O SONHO DO TIRANO – Santino Gomes de Matos
- Maria Isabel Gomes de Matos
- 11 de out. de 2022
- 2 min de leitura
Atualizado: 26 de jan. de 2024
(Na Grande Guerra)
Aquele instante
caiu para a alma deserta do tirano,
como uma nesga macia de azul
do céu primaveril.
E vozes distantes acordaram dentro dele,
em harmonias,
corrigindo os ângulos duros do seu espírito,
para a penetração de uma suavidade misteriosa,
que lhe abria clareiras purificadas,
em todo o ser.
E o tirano viu que as suas estradas
novamente se enfeitavam de auroras e de ninhos.
Que o ar da manhã se reconciliava com seu perfil hierático
e lhe trazia,
a modo de um convite de volúpias perdidas,
o hálito fragrante dos vergéis em flor.
Um quadro de bucólica fotografou-se-lhe na retina,
com as paisagens do trabalho feliz,
nos campos fartos.
Os ouvidos se lhe encheram das cantigas ingênuas
de pássaros despertados e de camponesas coradas
às tintas da manhã.
Por toda a parte,
os motivos simples dos destinos humanos,
selados de um grande selo de paz nos corações,
como um penhor de certezas muito claras,
no presente e no futuro.
Então a alma do tirano, miraculosamente,
se libertou da armadura de ferro.
Adquiriu a leveza das asas vadias,
nos espaços livres.
E a vida do céu, e a vida da terra, e a vida dos homens,
pareceram-lhe uma dádiva sua,
para um capítulo da felicidade universal.
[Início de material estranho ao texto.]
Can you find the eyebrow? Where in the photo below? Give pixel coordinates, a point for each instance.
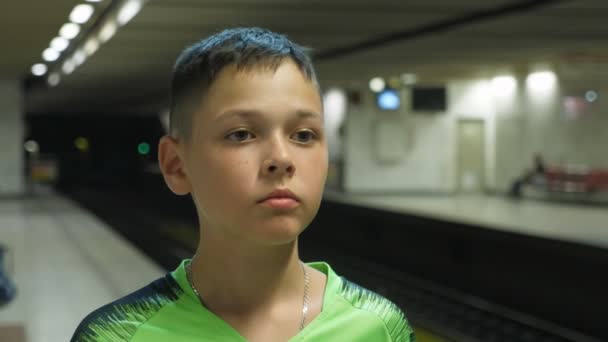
(301, 114)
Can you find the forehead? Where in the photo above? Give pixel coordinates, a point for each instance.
(262, 85)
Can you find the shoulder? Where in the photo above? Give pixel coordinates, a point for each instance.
(393, 318)
(119, 320)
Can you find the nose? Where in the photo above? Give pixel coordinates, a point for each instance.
(278, 162)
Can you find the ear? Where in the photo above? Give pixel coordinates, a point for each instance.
(171, 163)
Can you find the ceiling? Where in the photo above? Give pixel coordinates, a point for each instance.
(131, 72)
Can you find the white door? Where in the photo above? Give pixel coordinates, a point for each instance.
(471, 161)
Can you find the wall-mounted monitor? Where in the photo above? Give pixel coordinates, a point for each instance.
(426, 99)
(388, 99)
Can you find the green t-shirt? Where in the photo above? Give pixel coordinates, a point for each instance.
(168, 310)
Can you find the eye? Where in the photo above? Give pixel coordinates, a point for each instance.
(305, 133)
(240, 134)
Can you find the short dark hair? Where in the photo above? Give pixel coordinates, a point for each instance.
(198, 65)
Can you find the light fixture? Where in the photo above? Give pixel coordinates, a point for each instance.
(54, 79)
(68, 66)
(107, 31)
(81, 13)
(541, 82)
(591, 96)
(31, 146)
(504, 85)
(59, 44)
(39, 69)
(128, 11)
(79, 57)
(50, 55)
(69, 30)
(377, 84)
(91, 46)
(408, 79)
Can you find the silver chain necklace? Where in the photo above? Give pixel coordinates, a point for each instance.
(305, 301)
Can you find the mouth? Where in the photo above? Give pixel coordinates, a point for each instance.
(281, 203)
(281, 199)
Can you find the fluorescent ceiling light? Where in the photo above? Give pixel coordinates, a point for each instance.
(39, 69)
(91, 46)
(541, 82)
(504, 85)
(107, 31)
(59, 44)
(409, 79)
(69, 30)
(79, 57)
(81, 13)
(50, 55)
(128, 11)
(68, 66)
(377, 84)
(54, 79)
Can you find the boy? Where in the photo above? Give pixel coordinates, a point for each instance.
(247, 143)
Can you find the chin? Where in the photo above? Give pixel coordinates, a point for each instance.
(277, 235)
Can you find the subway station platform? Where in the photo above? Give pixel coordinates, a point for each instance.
(67, 262)
(578, 223)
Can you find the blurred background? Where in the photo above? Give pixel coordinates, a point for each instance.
(468, 144)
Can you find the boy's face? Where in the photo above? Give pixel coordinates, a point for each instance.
(256, 131)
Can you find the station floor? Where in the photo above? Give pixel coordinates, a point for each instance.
(66, 262)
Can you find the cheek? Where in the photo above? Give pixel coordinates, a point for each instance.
(227, 177)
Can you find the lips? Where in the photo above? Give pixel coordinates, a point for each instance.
(281, 193)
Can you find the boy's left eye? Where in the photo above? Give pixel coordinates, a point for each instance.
(308, 132)
(242, 134)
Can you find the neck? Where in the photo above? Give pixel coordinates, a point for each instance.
(240, 277)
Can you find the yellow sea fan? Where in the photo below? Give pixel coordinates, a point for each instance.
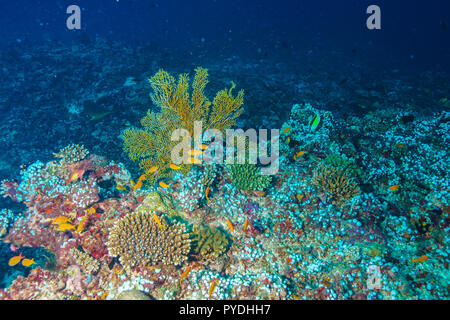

Os olhos se lhe embaciaram de velhas lágrimas esquecidas.
Mas, através da névoa de ternura irreprimível,
que lhe subia do coração aos olhos,
ele viu, de repente, que os pássaros gentis
se transformavam em gigantescas aves de alumínio.
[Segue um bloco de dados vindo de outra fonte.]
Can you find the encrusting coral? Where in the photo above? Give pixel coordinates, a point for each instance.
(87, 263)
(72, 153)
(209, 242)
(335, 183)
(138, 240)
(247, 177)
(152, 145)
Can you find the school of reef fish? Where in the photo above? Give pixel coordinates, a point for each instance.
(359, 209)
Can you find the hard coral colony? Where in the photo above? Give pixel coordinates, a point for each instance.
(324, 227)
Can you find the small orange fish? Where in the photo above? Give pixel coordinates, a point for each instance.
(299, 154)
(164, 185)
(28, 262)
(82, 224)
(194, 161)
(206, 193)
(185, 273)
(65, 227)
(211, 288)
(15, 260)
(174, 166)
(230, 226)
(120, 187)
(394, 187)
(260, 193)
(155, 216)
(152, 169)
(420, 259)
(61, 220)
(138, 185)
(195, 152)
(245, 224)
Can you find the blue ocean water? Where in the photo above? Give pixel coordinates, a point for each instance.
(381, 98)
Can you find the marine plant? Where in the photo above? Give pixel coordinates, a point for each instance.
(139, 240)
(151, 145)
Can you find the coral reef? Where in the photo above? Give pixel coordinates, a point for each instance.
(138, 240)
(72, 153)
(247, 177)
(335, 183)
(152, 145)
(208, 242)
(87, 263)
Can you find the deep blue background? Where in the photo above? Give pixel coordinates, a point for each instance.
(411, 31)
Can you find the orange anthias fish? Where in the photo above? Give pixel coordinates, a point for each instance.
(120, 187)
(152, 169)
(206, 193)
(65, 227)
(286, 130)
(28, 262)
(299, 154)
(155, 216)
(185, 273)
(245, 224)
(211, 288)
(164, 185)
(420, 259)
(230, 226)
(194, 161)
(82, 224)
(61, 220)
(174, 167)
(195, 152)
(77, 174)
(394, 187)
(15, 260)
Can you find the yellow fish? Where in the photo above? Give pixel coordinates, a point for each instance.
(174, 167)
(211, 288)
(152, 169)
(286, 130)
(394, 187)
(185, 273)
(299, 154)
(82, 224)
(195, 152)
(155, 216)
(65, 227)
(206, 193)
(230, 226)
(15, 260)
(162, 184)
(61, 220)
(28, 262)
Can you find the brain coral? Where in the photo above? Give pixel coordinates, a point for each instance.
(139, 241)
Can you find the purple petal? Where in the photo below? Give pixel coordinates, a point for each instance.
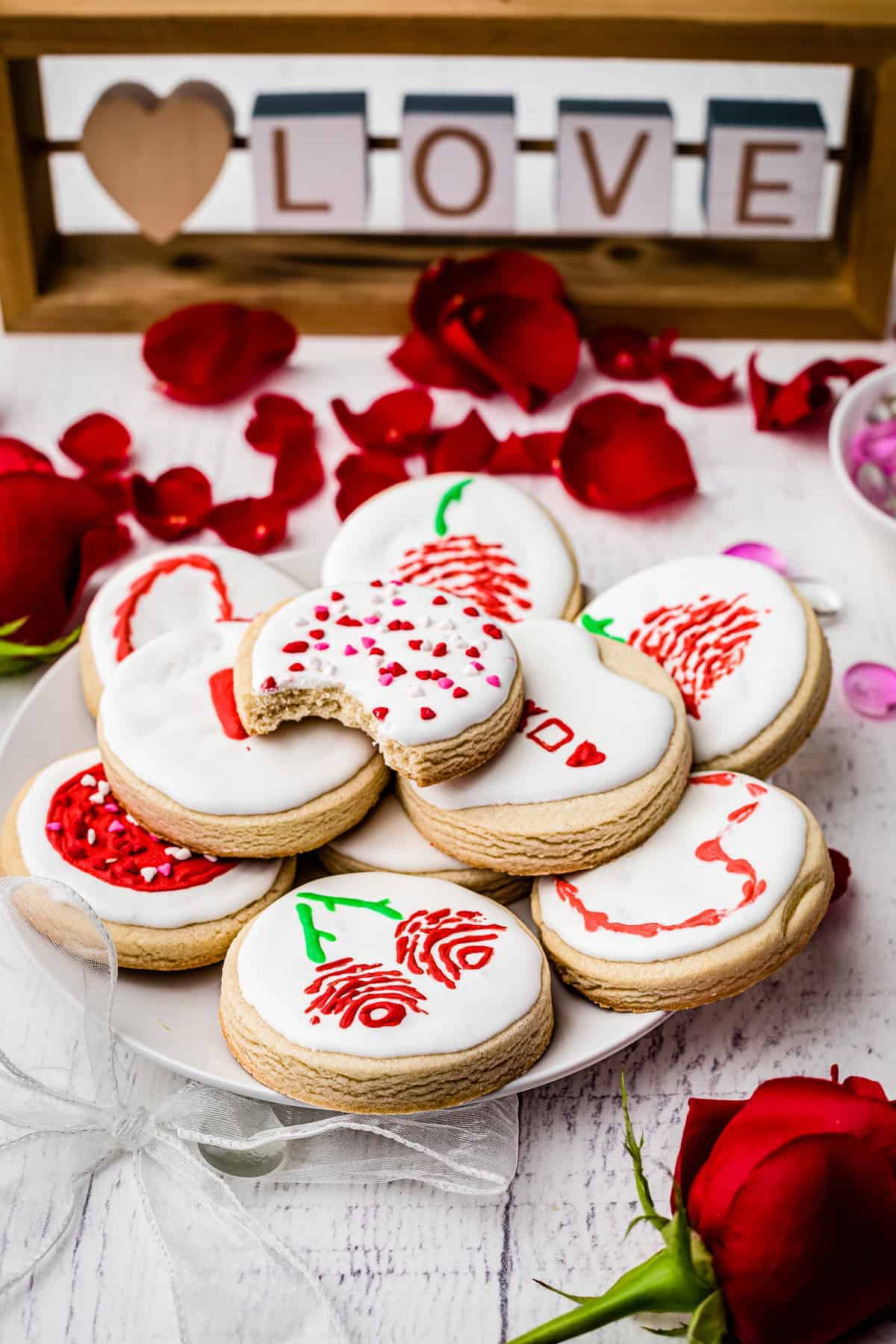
(871, 690)
(761, 553)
Que um chão de crateras substituía, por toda a parte,
a pelúcia ondulante das searas frescas.
E, de milhares de bocas retorcidas,
e, de milhares de peitos oprimidos,
vinha o mesmo gemido imenso de angústia,
aterradoramente escura e sem remédio.
O céu fundia-se num sudário lutuoso de trevas opacas.
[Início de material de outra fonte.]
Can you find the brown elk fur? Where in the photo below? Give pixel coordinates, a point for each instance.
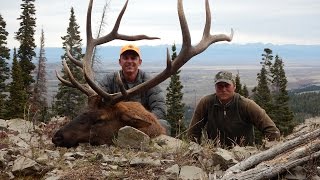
(100, 125)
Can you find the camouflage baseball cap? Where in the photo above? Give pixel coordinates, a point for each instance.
(224, 76)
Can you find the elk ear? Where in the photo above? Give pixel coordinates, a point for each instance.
(134, 120)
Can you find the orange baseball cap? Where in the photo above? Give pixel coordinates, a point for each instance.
(130, 47)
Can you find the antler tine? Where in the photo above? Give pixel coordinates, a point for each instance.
(82, 87)
(73, 60)
(67, 83)
(91, 43)
(186, 53)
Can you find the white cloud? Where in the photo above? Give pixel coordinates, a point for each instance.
(274, 21)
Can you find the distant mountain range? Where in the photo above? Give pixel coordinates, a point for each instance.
(216, 54)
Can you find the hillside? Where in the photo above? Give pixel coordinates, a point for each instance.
(216, 54)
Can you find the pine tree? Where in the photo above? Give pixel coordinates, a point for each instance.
(18, 96)
(174, 101)
(39, 97)
(25, 36)
(69, 101)
(4, 68)
(282, 115)
(261, 93)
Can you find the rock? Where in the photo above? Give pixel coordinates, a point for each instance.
(25, 166)
(192, 172)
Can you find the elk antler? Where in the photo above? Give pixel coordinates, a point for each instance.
(187, 52)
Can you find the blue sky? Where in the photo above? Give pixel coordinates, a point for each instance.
(273, 21)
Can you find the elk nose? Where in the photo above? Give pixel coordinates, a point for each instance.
(57, 138)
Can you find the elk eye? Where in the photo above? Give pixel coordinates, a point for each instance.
(98, 122)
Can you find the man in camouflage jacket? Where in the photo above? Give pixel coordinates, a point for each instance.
(230, 118)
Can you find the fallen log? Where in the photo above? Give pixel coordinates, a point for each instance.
(306, 144)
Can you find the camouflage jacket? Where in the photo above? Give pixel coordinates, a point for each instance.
(153, 99)
(231, 123)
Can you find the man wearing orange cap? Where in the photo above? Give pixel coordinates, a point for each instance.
(153, 99)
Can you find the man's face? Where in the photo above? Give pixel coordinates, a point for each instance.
(129, 62)
(225, 91)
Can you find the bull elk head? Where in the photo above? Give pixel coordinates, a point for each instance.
(102, 121)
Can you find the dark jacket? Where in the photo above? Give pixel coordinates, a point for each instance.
(232, 123)
(153, 99)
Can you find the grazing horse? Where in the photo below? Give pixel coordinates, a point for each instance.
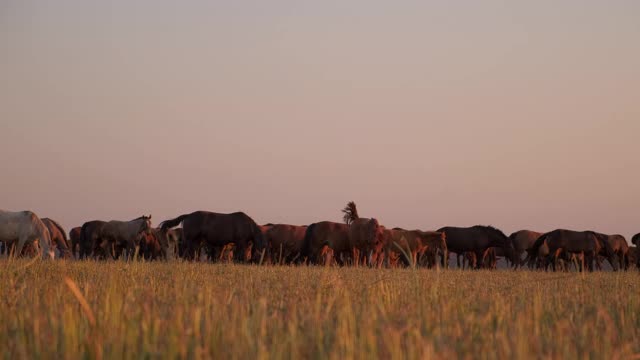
(363, 234)
(217, 230)
(522, 242)
(91, 243)
(58, 238)
(326, 233)
(635, 240)
(24, 228)
(153, 245)
(478, 239)
(109, 239)
(408, 247)
(574, 242)
(126, 234)
(74, 237)
(620, 248)
(633, 257)
(284, 242)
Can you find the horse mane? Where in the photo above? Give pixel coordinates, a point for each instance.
(64, 234)
(492, 229)
(350, 213)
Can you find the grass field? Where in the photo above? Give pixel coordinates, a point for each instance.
(183, 310)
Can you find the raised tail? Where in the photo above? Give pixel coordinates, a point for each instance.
(305, 252)
(168, 224)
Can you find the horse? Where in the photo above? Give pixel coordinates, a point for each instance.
(363, 234)
(326, 233)
(586, 243)
(478, 239)
(217, 230)
(126, 234)
(109, 239)
(58, 238)
(74, 238)
(284, 241)
(24, 228)
(522, 241)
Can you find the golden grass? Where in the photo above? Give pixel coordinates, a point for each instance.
(183, 310)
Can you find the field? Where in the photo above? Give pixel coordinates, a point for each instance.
(60, 309)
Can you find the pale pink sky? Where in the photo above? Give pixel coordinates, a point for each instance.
(426, 113)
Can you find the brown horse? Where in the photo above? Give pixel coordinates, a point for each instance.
(113, 238)
(522, 241)
(408, 246)
(217, 230)
(91, 243)
(478, 239)
(153, 245)
(363, 234)
(326, 233)
(633, 257)
(585, 242)
(620, 248)
(58, 238)
(22, 229)
(635, 240)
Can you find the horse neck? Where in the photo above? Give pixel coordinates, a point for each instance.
(134, 227)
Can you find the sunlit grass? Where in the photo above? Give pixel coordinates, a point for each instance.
(198, 310)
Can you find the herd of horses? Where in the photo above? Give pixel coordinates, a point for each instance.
(357, 241)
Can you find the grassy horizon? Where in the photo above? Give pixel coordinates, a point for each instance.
(200, 310)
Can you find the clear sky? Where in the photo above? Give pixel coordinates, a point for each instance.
(426, 113)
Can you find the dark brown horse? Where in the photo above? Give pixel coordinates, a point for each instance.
(478, 239)
(74, 238)
(284, 242)
(363, 234)
(58, 238)
(620, 248)
(91, 243)
(522, 241)
(216, 230)
(408, 247)
(326, 233)
(635, 240)
(153, 245)
(563, 243)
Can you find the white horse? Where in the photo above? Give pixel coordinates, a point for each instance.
(24, 228)
(126, 234)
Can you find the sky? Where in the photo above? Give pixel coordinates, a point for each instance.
(521, 115)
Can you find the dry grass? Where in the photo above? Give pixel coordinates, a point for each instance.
(180, 310)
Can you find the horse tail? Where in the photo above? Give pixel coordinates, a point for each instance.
(350, 212)
(305, 252)
(168, 224)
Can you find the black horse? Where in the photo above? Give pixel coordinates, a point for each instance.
(217, 230)
(477, 239)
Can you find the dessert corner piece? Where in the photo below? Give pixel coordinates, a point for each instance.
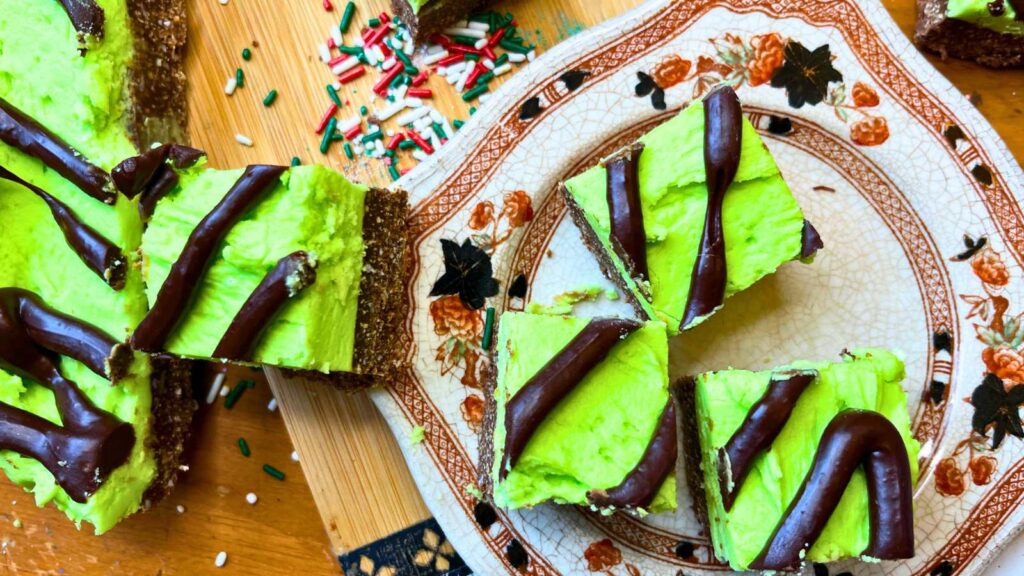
(989, 32)
(581, 414)
(808, 462)
(266, 265)
(693, 212)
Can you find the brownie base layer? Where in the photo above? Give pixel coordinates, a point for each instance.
(593, 243)
(158, 111)
(436, 15)
(950, 37)
(173, 407)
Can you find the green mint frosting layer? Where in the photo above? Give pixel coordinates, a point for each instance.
(599, 432)
(976, 12)
(80, 98)
(867, 379)
(312, 209)
(762, 221)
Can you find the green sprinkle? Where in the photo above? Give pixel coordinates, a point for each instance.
(472, 94)
(346, 17)
(488, 329)
(334, 95)
(278, 475)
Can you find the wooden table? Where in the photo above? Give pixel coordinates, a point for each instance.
(353, 468)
Um vento pressago de destruição e de morte
corria para ele, desdobrando a bandeira vermelha dos incêndios.
Novamente gelou-se a alma do tirano,
no granito impenetrável da sua dureza.
Mas, na transparência do sonho que nunca mais lhe voltou,
ele pôde compreender, aterrado,
a sua verdadeira obra de maldição e de sangue,
para os capítulos mais terríveis da desgraça universal.